Basso balances the horrific dissolution of a body with a cold, clinical voice that strips the horror away, leaving instead a detached description that is unsettling because it is simultaneously intimate (could such a thing happen to us/the narrator?) and distant, as if the narrator has become alienated from not just his fellow humans, but also life itself. Alienation certainly is an integral part of Basso’s work, whether he is writing prose, drama, or poetry. It plays a major role in the conclusion of “The Beak Doctor” and in much of his writing in general, including several of his other fictions (the dramatic final scene in “The Beak Doctor” has a parallel with the conclusion to “Gothick Eschatology,” where the protagonist struggles to remove the veil that lies across the face of a beloved one). All told, “The Beak Doctor” and the other stories in that eponymous collection carry a variety of elements that reappear in other works. “Equestrian Scenes” and “Equus Caballus” both contain an intensity of language and metaphor that are emblematic of the stories found in this collection, a quality also found in Basso’s later poetry and dramas. Meanwhile, the mini-stories contained within “Logues,” with their short, sharp, staccato bursts, read almost like an embryonic form of the dream passages written down in Revegations.

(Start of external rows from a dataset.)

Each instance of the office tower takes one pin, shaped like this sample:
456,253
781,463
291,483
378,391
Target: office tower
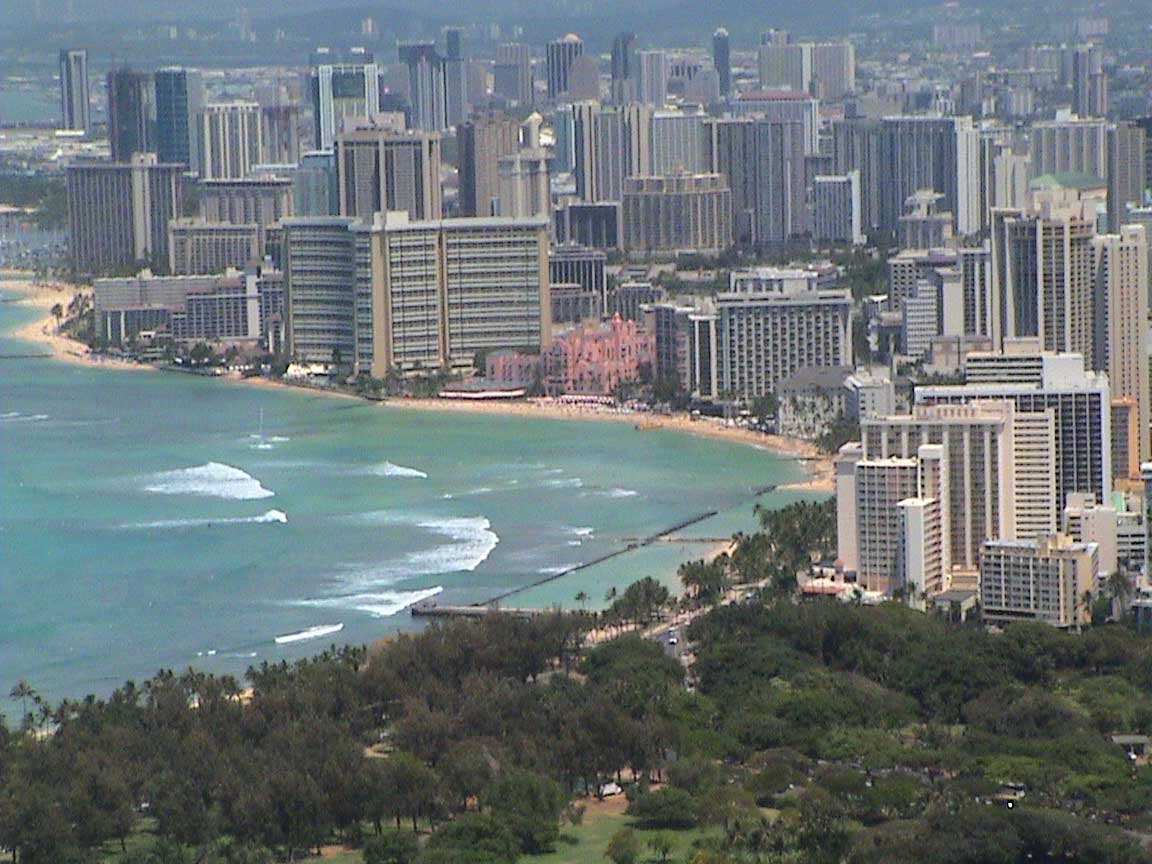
383,171
319,266
341,91
764,164
676,212
483,142
1043,272
559,59
131,113
836,209
979,448
772,323
522,184
1121,310
75,104
280,134
1081,403
783,65
119,213
626,69
1041,580
229,139
1090,83
179,101
680,143
721,58
783,108
573,264
900,156
1126,175
611,143
975,268
513,73
833,70
250,201
455,77
196,247
653,78
426,90
316,186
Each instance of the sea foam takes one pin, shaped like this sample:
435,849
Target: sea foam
312,633
389,469
268,517
212,479
378,604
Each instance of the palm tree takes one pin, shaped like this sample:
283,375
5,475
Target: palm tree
23,691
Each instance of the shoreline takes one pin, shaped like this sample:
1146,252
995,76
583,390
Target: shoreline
44,332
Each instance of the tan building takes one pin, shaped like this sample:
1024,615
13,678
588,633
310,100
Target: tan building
677,212
1044,580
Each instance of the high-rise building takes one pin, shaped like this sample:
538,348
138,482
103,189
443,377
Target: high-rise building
523,188
512,76
559,59
772,323
836,209
680,142
426,90
626,69
75,100
280,134
1043,272
179,101
196,247
229,139
676,212
611,143
653,77
764,164
455,77
341,91
721,58
1081,402
131,113
262,201
483,142
1121,310
383,171
1041,580
119,213
1090,83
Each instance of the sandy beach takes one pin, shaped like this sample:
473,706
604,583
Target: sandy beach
43,295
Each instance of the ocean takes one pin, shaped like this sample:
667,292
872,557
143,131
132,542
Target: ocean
152,520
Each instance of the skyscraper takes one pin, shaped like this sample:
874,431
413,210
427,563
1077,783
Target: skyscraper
179,100
721,58
483,142
455,76
119,213
1122,311
341,91
385,171
561,54
229,139
131,113
653,78
626,69
75,105
426,86
512,76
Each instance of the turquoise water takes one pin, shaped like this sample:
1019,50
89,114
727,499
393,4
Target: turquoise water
149,521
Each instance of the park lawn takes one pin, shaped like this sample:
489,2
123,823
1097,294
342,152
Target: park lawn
584,843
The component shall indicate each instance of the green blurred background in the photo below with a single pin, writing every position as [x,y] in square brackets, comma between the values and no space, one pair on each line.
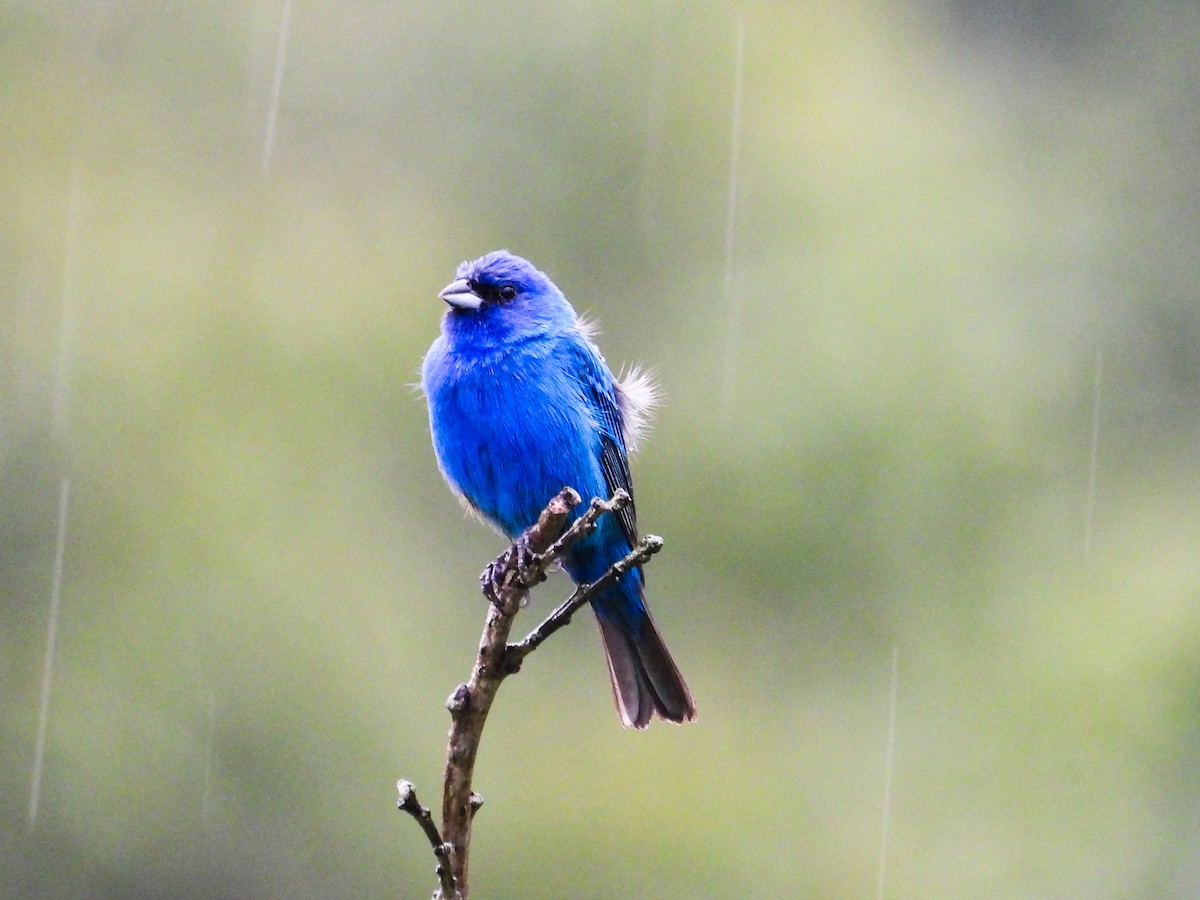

The weird in ”The Beak Doctor” and in several of his other works symbolizes our own inept struggles to constrain, contain, and conceive just what constitutes those elemental forces that shape our daily lives. Basso’s writing unsettles us because his narratives pierce us to the quick, laying us open to forced consideration of things that we dare not dwell upon, lest we risk our sanity. Very few writers have this ability, and in “The Beak Doctor,” as with his dramas, prose, and poetry, Basso plumbs the depths of human repulsion/fascination with the unconscionable in a memorable, unsettling fashion.